Nearly 20% of patients with CDI were colonized with VRE prior to initiation of CDI therapy. It is likely that this percentage would have been even higher if only US hospitals had been included in the study. In 2 previous studies in hospitals in California and Cleveland, Ohio, prevalences of coexisting VRE colonization at the time of CDI diagnosis were 41% and 62%, respectively [2, 16]. In 44% of patients with preexisting VRE colonization, fidaxomicin therapy was associated with a reduction in VRE concentration to undetectable levels. For fidaxomicin-treated patients with persistent VRE colonization at the end of treatment, the fidaxomicin MICs of VRE isolates were higher at the end of treatment (MIC90, 256 µg/mL; range, 1–>256 µg/mL) than prior to treatment (MIC90, 4 µg/mL; range, 2–256 µg/mL), suggesting that resistance to fidaxomicin had emerged during therapy. The presence of fidaxomicin resistance did not correlate with rifampin resistance, suggesting that mutations leading to rifampin resistance are not responsible for the elevated fidaxomicin MICs.

Our data suggest that the new detection of VRE with elevated fidaxomicin MICs after fidaxomicin therapy may be due to expansion of subpopulations of VRE with elevated fidaxomicin MICs due to selective pressure during therapy rather than to de novo emergence of resistance (eg, mutations in RNA polymerase genes). We found that a majority of patients colonized with VRE with elevated fidaxomicin MICs after therapy had detectable minor subpopulations of these organisms present in stool samples prior to therapy.

Surprisingly, we found that vancomycin treatment was associated with reduction of VRE to undetectable levels in 37% of patients. Because oral vancomycin treatment results in high concentrations in the intestinal tract that are higher than the MICs of many VRE strains, it is possible that vancomycin might have eliminated colonization or suppressed VRE levels below the limit of detection (approximately 1 log10 CFU/g of stool) in some patients. The reduction in VRE was not attributable to relatively low MICs in the preexisting VRE strains (vancomycin MIC range, 25–1024 µg/mL). In contrast to the present study, we found that vancomycin therapy was associated with reductions in preexisting VRE to undetectable levels in only 1 of 19 colonized patients in a previous study in a Veterans Affairs hospital [3].

Our study has some limitations. Assessment of acquisition of VRE and Candida species was based on stool samples obtained at the end of treatment, so subsequent acquisition occurring after CDI treatment could have occurred in some patients. However, for many of the study patients, additional stool samples were analyzed after completion of therapy, and results were similar to those for samples obtained at the end of therapy (data not shown). Because all patients were treated for CDI, there was no untreated control group. Therefore, we cannot definitively state that the vancomycin or fidaxomicin therapy was the cause of VRE or Candida species acquisition or persistence (ie, other antibiotics received prior to the diagnosis may have contributed). However, we have previously demonstrated that the concentration of VRE in stool of colonized patients decreases significantly by 1–2 weeks after discontinuation of antibiotic treatment [7].

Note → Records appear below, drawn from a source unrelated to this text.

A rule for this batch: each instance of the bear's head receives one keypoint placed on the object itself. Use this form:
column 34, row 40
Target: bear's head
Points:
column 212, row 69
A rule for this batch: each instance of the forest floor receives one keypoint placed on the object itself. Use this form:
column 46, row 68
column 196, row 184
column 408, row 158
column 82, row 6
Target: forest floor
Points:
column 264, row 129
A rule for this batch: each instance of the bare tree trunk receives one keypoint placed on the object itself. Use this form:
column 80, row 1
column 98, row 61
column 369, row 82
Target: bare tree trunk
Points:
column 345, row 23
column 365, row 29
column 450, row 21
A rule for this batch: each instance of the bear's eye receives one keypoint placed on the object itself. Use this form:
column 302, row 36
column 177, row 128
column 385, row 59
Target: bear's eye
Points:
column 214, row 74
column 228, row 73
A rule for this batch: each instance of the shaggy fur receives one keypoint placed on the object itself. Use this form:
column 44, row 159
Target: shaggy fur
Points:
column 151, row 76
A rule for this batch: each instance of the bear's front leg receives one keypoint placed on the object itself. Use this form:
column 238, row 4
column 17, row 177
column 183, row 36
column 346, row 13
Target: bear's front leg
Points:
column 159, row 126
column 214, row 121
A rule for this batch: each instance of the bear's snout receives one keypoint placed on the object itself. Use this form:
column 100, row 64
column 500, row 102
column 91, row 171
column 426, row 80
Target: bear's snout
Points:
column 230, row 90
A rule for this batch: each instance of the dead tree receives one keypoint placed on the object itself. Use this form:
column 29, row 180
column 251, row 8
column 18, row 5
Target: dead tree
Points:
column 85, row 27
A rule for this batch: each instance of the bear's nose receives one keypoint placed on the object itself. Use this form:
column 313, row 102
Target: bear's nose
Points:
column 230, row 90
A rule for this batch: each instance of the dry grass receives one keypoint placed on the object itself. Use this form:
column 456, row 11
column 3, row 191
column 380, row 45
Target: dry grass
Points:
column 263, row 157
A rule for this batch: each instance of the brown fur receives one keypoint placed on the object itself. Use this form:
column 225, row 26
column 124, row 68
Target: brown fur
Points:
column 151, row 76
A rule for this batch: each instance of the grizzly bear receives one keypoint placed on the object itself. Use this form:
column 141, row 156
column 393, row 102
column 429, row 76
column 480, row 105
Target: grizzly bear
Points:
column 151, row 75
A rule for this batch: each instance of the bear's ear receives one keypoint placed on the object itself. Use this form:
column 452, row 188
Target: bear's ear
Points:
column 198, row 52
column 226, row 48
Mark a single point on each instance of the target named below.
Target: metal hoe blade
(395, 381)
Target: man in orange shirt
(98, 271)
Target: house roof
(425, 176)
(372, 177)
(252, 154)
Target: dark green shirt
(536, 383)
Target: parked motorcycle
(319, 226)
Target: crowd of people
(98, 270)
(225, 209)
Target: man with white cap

In summary, we found that fidaxomicin did not suppress Bacteroides organisms and was less likely than vancomycin to promote acquisition of VRE or Candida species during CDI treatment. However, the ability of fidaxomicin to suppress established VRE colonization appeared to be limited because of the selection of subpopulations of VRE with elevated MICs to fidaxomicin. Additional studies are needed to determine whether fidaxomicin is less likely than vancomycin to promote colonization with other healthcare-associated pathogens (eg, antimicrobial-resistant gram-negative bacilli) and to assess whether use of fidaxomicin for CDI therapy will be associated with reduced risk for VRE and Candida species infection and transmission. There is also a need for studies to determine the mechanism of fidaxomicin resistance in VRE strains.